One can pine for the good old days when we could go to work at 8 am and check out at 5 pm, but those days are gone forever.
We can wish that people would always do right, or customers never get angry, or the weather habitually cooperate, but none of those desires is realistic.
To keep from going insane or just withdrawing, we need to invent new defenses from the reality of our time.
Chaos is going to happen.
You are going to have at least three crises in the next six months and so am I. The good news here is that with practice and cunning, we can learn to ride the waves of chaos like a surfer does the ocean waves.
Rather than fight back against the incredible power of the sea, the surfer uses the momentum to climb up and make a game of it. That is what we need to learn how to do in business.
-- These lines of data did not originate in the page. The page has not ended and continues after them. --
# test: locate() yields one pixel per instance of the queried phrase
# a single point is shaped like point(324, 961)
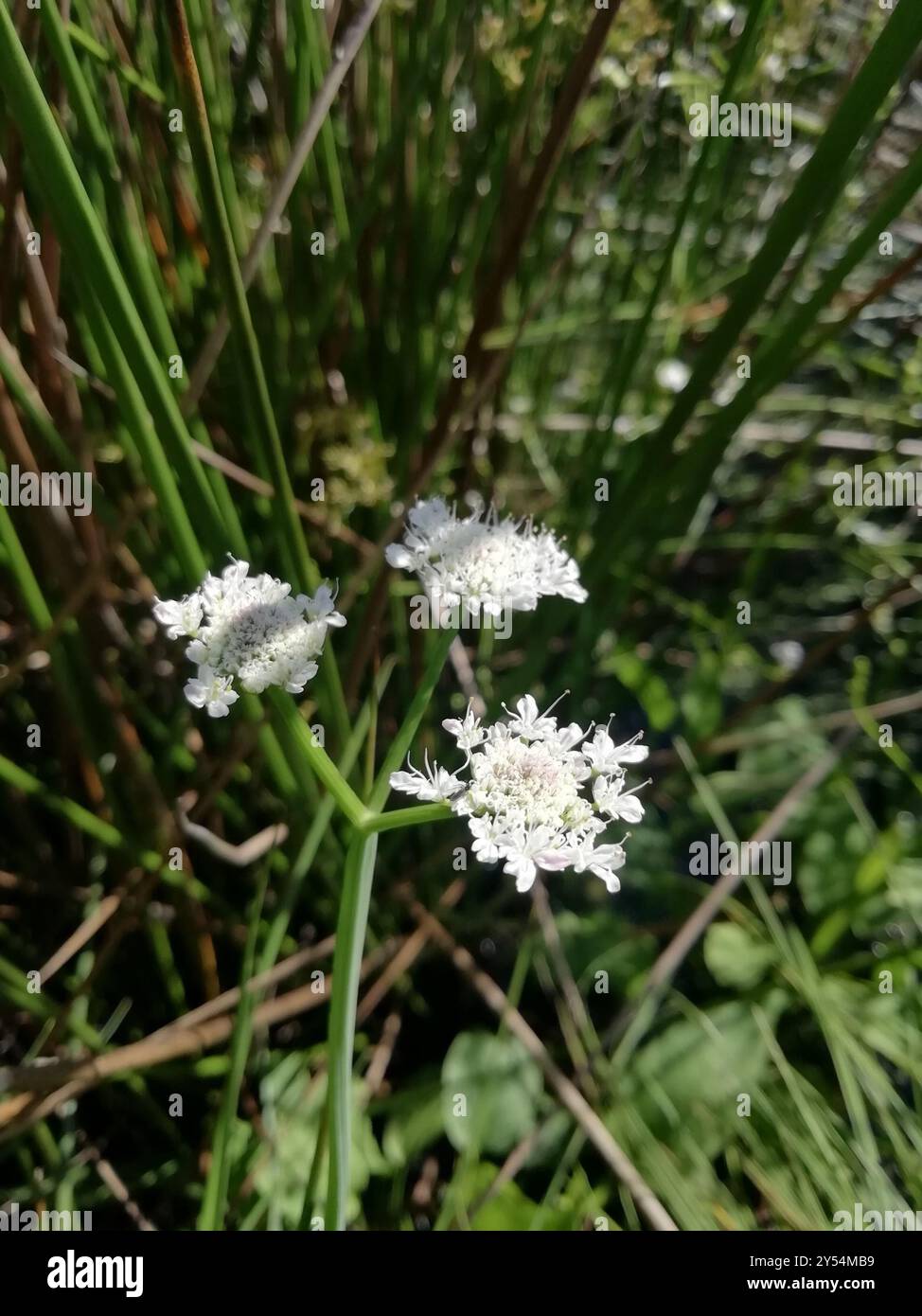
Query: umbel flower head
point(537, 795)
point(487, 562)
point(250, 628)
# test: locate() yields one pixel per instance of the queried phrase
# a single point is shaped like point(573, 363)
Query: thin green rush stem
point(300, 562)
point(83, 236)
point(404, 738)
point(413, 816)
point(317, 758)
point(813, 195)
point(351, 927)
point(318, 826)
point(346, 965)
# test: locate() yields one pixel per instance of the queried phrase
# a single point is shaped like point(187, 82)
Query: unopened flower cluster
point(252, 630)
point(488, 562)
point(537, 795)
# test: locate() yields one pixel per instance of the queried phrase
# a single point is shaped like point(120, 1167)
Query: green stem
point(413, 816)
point(346, 965)
point(316, 756)
point(404, 738)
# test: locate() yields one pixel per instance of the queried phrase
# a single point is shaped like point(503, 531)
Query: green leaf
point(489, 1093)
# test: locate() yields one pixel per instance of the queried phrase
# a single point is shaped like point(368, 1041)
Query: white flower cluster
point(489, 563)
point(250, 628)
point(538, 796)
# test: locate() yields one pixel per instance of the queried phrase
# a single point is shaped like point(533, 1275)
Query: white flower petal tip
point(534, 796)
point(489, 562)
point(250, 630)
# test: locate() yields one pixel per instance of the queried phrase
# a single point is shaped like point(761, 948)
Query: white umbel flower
point(487, 562)
point(250, 628)
point(537, 795)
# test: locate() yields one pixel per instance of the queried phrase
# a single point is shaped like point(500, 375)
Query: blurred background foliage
point(604, 316)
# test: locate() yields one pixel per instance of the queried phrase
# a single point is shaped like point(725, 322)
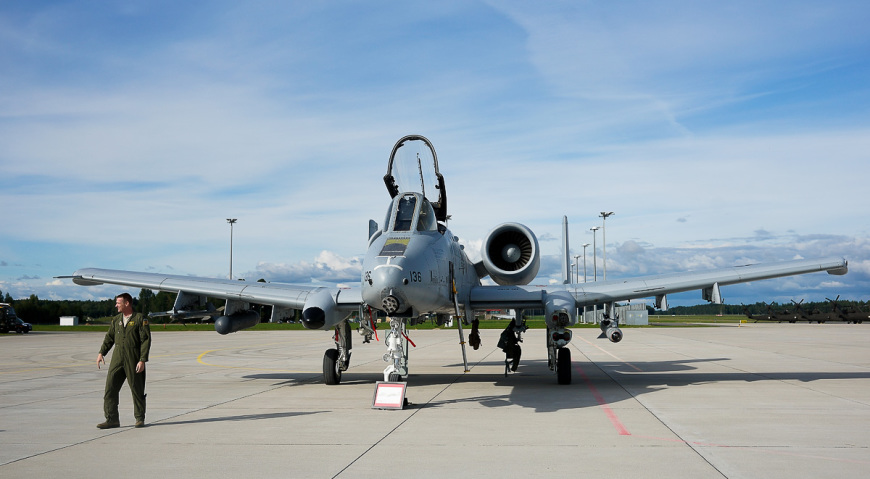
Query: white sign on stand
point(389, 395)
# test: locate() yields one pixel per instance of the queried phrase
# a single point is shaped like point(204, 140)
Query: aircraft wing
point(286, 296)
point(587, 294)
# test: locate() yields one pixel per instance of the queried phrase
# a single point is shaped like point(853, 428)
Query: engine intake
point(511, 255)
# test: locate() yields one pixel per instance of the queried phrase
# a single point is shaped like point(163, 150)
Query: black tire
point(331, 367)
point(563, 366)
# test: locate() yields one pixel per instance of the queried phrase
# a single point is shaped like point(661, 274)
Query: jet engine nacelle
point(511, 255)
point(236, 322)
point(320, 311)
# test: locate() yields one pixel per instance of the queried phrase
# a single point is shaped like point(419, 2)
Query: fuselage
point(413, 261)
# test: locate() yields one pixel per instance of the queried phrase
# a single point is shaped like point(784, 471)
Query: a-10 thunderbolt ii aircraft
point(415, 266)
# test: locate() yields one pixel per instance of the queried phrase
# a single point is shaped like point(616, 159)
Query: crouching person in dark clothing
point(509, 342)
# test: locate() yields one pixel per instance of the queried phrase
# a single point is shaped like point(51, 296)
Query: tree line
point(759, 308)
point(42, 311)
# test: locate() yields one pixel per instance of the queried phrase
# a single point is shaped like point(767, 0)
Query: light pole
point(604, 216)
point(594, 255)
point(577, 270)
point(231, 221)
point(584, 261)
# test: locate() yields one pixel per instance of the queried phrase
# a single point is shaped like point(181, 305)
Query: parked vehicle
point(9, 321)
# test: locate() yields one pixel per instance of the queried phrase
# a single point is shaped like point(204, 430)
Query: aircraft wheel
point(563, 366)
point(331, 367)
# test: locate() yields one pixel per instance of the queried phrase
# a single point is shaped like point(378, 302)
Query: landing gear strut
point(337, 360)
point(397, 351)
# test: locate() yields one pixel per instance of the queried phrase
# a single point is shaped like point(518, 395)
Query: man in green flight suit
point(131, 336)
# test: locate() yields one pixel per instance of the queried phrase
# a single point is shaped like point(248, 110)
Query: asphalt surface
point(757, 401)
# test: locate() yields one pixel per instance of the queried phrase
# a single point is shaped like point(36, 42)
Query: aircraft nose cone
point(391, 304)
point(313, 318)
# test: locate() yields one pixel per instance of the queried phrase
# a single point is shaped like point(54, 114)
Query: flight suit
point(132, 344)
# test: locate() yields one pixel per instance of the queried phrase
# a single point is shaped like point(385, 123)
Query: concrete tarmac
point(757, 401)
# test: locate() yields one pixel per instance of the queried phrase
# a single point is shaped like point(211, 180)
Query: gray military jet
point(415, 266)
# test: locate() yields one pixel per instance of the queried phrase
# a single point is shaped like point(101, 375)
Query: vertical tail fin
point(566, 253)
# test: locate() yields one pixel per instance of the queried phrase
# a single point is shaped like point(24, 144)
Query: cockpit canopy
point(411, 212)
point(413, 168)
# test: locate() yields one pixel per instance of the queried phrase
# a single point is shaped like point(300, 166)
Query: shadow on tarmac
point(243, 417)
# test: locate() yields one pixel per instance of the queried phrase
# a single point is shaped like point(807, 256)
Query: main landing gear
point(558, 353)
point(337, 360)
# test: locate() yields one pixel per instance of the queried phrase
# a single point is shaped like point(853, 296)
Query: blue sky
point(720, 133)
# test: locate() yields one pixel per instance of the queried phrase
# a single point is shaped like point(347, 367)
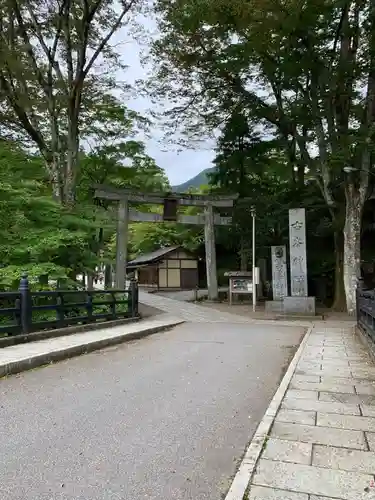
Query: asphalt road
point(167, 417)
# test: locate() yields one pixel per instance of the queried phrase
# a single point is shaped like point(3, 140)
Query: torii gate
point(170, 202)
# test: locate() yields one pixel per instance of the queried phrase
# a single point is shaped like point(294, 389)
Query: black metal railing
point(26, 311)
point(366, 310)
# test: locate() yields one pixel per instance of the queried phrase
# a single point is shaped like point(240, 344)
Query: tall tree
point(303, 70)
point(240, 160)
point(56, 61)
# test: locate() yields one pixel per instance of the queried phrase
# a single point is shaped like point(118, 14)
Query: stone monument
point(299, 302)
point(279, 280)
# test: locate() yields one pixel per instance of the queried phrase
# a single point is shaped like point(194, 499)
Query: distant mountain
point(195, 182)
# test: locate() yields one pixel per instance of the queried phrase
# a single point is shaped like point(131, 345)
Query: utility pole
point(121, 243)
point(253, 215)
point(209, 239)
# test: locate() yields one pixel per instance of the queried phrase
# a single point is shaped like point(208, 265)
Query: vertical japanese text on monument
point(279, 272)
point(298, 263)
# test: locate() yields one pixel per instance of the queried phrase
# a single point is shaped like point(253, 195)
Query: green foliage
point(40, 237)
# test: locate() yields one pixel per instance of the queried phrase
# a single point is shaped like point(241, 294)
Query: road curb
point(243, 476)
point(31, 362)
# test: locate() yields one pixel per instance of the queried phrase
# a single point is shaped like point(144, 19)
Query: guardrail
point(366, 310)
point(26, 311)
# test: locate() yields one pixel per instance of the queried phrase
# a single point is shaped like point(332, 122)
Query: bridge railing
point(366, 310)
point(25, 311)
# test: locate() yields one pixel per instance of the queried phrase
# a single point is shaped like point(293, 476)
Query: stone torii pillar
point(171, 203)
point(210, 246)
point(122, 243)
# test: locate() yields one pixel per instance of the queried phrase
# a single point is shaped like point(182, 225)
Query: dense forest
point(286, 88)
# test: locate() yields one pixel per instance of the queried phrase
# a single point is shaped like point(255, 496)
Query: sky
point(180, 166)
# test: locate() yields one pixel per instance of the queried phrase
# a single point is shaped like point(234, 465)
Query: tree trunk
point(352, 246)
point(243, 255)
point(339, 299)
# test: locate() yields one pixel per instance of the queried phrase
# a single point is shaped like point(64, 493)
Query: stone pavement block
point(364, 388)
point(319, 435)
point(336, 397)
point(344, 459)
point(306, 378)
point(261, 493)
point(303, 365)
point(370, 436)
point(323, 387)
point(294, 393)
point(288, 451)
point(314, 480)
point(346, 422)
point(368, 411)
point(296, 417)
point(322, 406)
point(332, 372)
point(314, 497)
point(366, 374)
point(348, 380)
point(338, 362)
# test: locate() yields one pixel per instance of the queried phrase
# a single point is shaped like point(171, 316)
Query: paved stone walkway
point(189, 311)
point(322, 443)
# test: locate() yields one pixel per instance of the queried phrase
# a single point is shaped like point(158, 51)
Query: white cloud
point(179, 165)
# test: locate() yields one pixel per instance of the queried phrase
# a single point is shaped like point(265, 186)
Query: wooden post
point(209, 237)
point(121, 243)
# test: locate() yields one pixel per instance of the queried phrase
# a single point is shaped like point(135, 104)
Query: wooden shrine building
point(166, 268)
Success belongs to those who can practice some simple precepts.
1. Train Well – An unskilled surfer is a danger to himself as well as others. You need the proper gear and you need to know how and when to use it to be successful. Trying to navigate a complex outsourcing decision without solid international experience is as ridiculous as going out to surf using snow skis.
2. Be nimble – Have the systems set up so that you can move with the vicissitudes of the current conditions. Anticipate as best you can what may happen, but be ready to veer off path at a moment’s notice. Consider it a core competence to not be thrown off the surf board, rather cut and weave with the wave not only to survive the pounding surf but actually enjoy the ride.
3. Be flexible – See your own paradigms and be willing to modify them or even let go completely to catch the next wave. The fluidity of changing conditions can be like a choppy sea that you are forced to fight against, or you can begin to recognize there are patterns and start paddling long before the wave is breaking upon you. Have bright creative people on the team who know how to keep from being submerged and actually “shoot the curl” or “hang 10.” Having these wonderful people is not enough; you must be prepared to listen to them and support their ideas.
4. Be undaunted – Unexpected things are going to surface like jellyfish in the water. You need to take all possible precautions and be vigilant, but there is a time to be courageous and strong as well. When you fall, and you will many times, learn from any mistakes you made, but by all means get back out there for another try. If you give up because of a specific failure, your muscles will stiffen and you will become calcified by the fear.
5. Be Alert – know the danger signals well and watch for them like you would a shark in the water. Courage is one thing, but being foolhardy with too much risk is likely to lose you a leg or more.
6. Be Smart – Great surfers know that each wave is different. They have the innate ability to know which wave to catch and which one to let pass. In business, you need to make decisions on engagement every day. Knowing which opportunities not to pursue is as important as knowing which ones to chase. To do well in this dimension, you need to have a great strategic plan. The strategy tells you both what to do and what not to do.
7. Be adaptable – every surfer knows there are new techniques being invented every day that can change the whole game for everyone. When there is the opportunity to learn a completely different way to do the job, dive in with full energy to learn it.
If you can practice these seven skills, then the waves of chaos and change will be stimulating aids to your success rather than the source of burnout or failure.
Excellent read. Especially liked #4, a lot of independent business owners do not take their emotion out of it and become distraught. Thanks for the education!
Reblogged this on Urban Odyssey and commented:
Excellent read for business owners
And build and highly trusted team.
Good point, Karin. The entire team needs to participate.